Timing of pericardiocentesis and clinical outcomes: Is earlier pericardiocentesis better?

Link to article at PubMed

Am J Emerg Med. 2022 Feb 3;54:202-207. doi: 10.1016/j.ajem.2022.01.062. Online ahead of print.


BACKGROUND: Pericardial tamponade is critical clinical diagnosis that requires prompt management and intervention. However, it is unknown if early pericardiocentesis is associated with better or worse patient outcomes.

METHODS: A retrospective chart review was performed on all emergency department patients from two large academic hospitals with pericardial tamponade who underwent pericardiocentesis during the index hospitalization between March 2015-August 2020. We included only those who underwent pericardiocentesis within 24 h of their ED presentations. Subjects were stratified based on the time of pericardiocentesis, with early intervention defined as pericardiocentesis within <12 h and late intervention as those 12-24 h.

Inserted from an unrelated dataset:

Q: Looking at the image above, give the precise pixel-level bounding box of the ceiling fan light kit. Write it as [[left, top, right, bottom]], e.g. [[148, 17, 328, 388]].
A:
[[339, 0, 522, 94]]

Clinical outcomes of interest were; procedural complications, intensive care unit (ICU) admission, hospital length of stay (LOS), in hospital mortality, 30-day and first year survival. The effect of early vs. late intervention on survival was analyzed using log-rank tests for univariate analyses, Cox proportional hazard models for multivariable analyses and propensity matching.

RESULTS: 205 patients with a mean age of 60 years, and 53.2% female were included. The median door-to-pericardiocentesis time for the early and late group were 5.0 h [interquartile range (IQR) 3.3-7.4] and 18.5 h (IQR 15.9-21.0), respectively. Transthoracic echocardiography (TTE) in patients in the early group more frequently demonstrated right atrial collapse (78.7% vs 58.6%) and exaggerated mitral inflow velocity variances (84.8% vs 70.0%). Early pericardiocentesis was associated with a hazard ratio of 2.909 (95% CI: 0.926-9.137, p = 0.067) for 30-day survival and 3.124 (95% CI, 1.648-5.924, p < 0.001) for 1-year survival.

CONCLUSION: Early pericardiocentesis was associated with decreased 1-year survival. Future prospective analysis adjusting for patients' complexities is required.